Friday, January 05, 2007

Goodbye to Numbers

Numbers save space and make complicated issues easier to understand. Whether they are accurate is a separate matter, a conclusion based less on skepticism than on the procession of surveys that contradict previous quantitative wisdom. Inherently, statistical exercises cannot be the subject of the familiar joke about the Rabbi who said to each of the conflicting parties who asked him to resolve a dispute "You are right." At the same moment in time there cannot be no more than 5.2 million Jews, the figure reached by the National Jewish Population Survey, and also 6.4 million Jews, the number provided by two respected demographers. Yet, the just-released American Jewish Yearbook for 2006 has one long essay touting the higher number and another article insisting on the lower figure. Bring back the Rabbi.

For what seems like an eternity, American Jews have been bitten by the numbers bug. Likely, we have been surveyed more than all other U.S. ethnic and religious groups combined, the result being that we are more confused than ever about how many we are and who we are. The U.S. Census Bureau regularly reports on racial and religious groups, but not on religious identity. We have relied on our own devices and once we got into the survey business, we haven't been able to let go. In a sense, we count Jews because we want Jews to count. Jewish demography is an offshoot of our ethnocentrism.

In the end, our population surveys, including of local communities, are of questionable reliability because they are based on assumptions and extrapolations and not on actual counting. They are faith-based and their results cannot be proven. They are also compromised by issues that cannot be authoritatively resolved. Counting Jews is more intricate than counting Blacks or Latinos or even white ethnics. While the U.S. Census strives to reach everyone and is invested with the authority to compel cooperation, our surveys are samples of persons presumed to be Jewish, with the responses then subjected to weighing and other sophisticated and esoteric quantitative massaging. All of the numbers that are fed to us are extrapolations.

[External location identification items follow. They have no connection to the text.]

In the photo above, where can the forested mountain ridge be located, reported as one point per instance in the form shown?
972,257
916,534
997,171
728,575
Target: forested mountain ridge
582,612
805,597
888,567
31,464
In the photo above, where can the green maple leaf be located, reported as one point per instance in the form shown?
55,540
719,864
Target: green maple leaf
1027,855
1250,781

The process has become more unreliable because surveys are conducted over the phone and there is expanding resistance to anything that smacks of telemarketing. The response rate in our surveys has nosedived, yet this has not deterred our intrepid demographers. They have adapted to this reality by making ever-bolder assumptions and riskier extrapolations. As a result, the numbers we get are largely the outcome of what researchers expect to find in the first place.

These methodological shortcomings may be dwarfed by real-life developments that have wracked American Jewry with intensifying severity. From the demographic perspective - and from much else - Jewishness is no longer an halachic or religious status. We are an ethnic group, a designation that does not resolve issues arising from intermarriage and other powerful indicators of Judaic abandonment. As the household and not the individual is the key tracking unit, we have to grapple with how to reckon non-Jewish spouses and their offspring and what to do about two-religion families and also families with no religion. We cannot exactly figure out where to put persons who are Jewish from birth who have opted out of Jewish life. Given the sociological rather than halachic identification of Jewishness, Jews in hiding - those who though they are Jewish, deny it - are excluded. Also excluded are the indeterminate number who do not know they are Jewish.

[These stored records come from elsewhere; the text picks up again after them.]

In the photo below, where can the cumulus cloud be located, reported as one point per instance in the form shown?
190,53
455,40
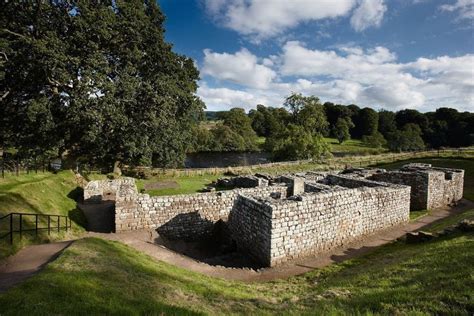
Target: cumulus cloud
348,74
242,68
369,13
464,8
263,18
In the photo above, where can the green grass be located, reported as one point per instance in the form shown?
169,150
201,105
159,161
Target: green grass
185,185
466,164
95,276
353,146
417,214
38,193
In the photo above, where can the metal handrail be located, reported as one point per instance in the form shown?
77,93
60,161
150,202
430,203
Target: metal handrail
21,230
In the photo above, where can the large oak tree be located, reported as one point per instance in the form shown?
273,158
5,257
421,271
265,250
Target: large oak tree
95,79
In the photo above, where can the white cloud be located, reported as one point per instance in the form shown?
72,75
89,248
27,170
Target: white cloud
264,18
464,8
369,13
242,68
349,74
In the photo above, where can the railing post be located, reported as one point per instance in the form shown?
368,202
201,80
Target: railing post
21,225
11,229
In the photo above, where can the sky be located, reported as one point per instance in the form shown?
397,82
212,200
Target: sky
384,54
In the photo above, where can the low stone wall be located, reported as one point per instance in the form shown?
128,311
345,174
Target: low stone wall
418,181
101,190
273,231
188,216
431,187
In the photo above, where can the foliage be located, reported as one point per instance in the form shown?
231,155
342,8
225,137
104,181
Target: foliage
298,143
408,139
307,112
427,278
341,129
95,79
376,140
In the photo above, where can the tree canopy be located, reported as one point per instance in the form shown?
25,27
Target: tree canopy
95,79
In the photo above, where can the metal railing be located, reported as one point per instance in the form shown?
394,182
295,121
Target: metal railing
52,225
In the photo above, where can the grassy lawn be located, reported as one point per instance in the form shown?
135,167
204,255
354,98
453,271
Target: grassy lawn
94,276
466,164
354,146
41,193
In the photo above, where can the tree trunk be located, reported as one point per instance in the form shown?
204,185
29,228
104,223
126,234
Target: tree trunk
117,170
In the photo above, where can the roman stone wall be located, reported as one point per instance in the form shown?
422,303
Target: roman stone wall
445,187
250,224
100,190
326,216
326,220
190,216
418,181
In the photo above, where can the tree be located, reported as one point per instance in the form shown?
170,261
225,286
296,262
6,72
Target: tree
368,121
307,112
240,123
101,73
341,130
375,140
407,139
298,143
387,123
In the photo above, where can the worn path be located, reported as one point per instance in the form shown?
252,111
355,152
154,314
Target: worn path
143,241
27,262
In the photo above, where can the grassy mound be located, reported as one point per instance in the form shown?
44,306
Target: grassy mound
466,164
38,193
95,276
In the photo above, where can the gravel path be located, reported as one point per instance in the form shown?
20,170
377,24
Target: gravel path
144,241
27,262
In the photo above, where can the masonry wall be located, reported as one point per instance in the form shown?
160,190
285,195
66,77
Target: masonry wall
188,216
99,190
323,221
250,224
445,187
418,181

The NJPS conducted early in this decade was a serious effort to tackle these issues. It got caught up in a complex methodological and definitional web of its own making and this, plus a multitude of mistakes, did it in. It has served as convenient target practice for the demographers who were not among the cooks who spoiled the broth. Now, Ira Sheskin and Arnold Dashefsky have announced that there are 6.4 million of us. Sergio DellaPergola, of Israel, perhaps the most respected name in the field, insists on the lower NJPS estimate. The infighting among our demographers, which can be nasty, is a fascinating diversion.

The higher figure strikes me as the more likely, although it means that a smaller percentage of Jews participate in things Jewish. The higher estimate makes sense because of immigration from Israel and the Former Soviet Union, while emigration to Israel and elsewhere has been low. There is also the statistical impact of the extraordinary increase in life expectancy. Even with our fertility rate dipping below the replacement level, the extra ten to twenty years are consequential.

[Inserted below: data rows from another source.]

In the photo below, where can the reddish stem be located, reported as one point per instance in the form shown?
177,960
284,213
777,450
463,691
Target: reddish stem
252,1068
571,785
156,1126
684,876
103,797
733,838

As the debate among our numbers mavens drags on, hopefully the rest of us will focus on other measures of American Jewish life and not put great faith in surveys that cannot accomplish what they claim.

There are reliable numbers that point in a direction that is far from rosy. Throughout American Jewish life, real numbers indicate diminished participation and interest. This is evident in synagogue attendance. Despite Reform statistics that include persons who are not Jewish even according to that movement's liberal definition, apart from the Orthodox, synagogues and temples on Saturday are more often than not rows of empty seats. Organizational membership is in the doldrums, while involvement in Federation is not what it once was. We know about campus Jewish life and the picture is painful, even though some of the most shocking statistics have been suppressed. The important efforts and achievements of Birthright Israel and other Israel experiences have not reversed the disinterest of the overwhelming number of American Jews in visiting Israel. These numbers cannot be explained away by survey data showing that there are more of us. More of us means that a smaller proportion cares.

Before we celebrate the news that we have one-million or more than we were previously told we have, we should play Taps for those whom we have lost and for those whom we continue to lose.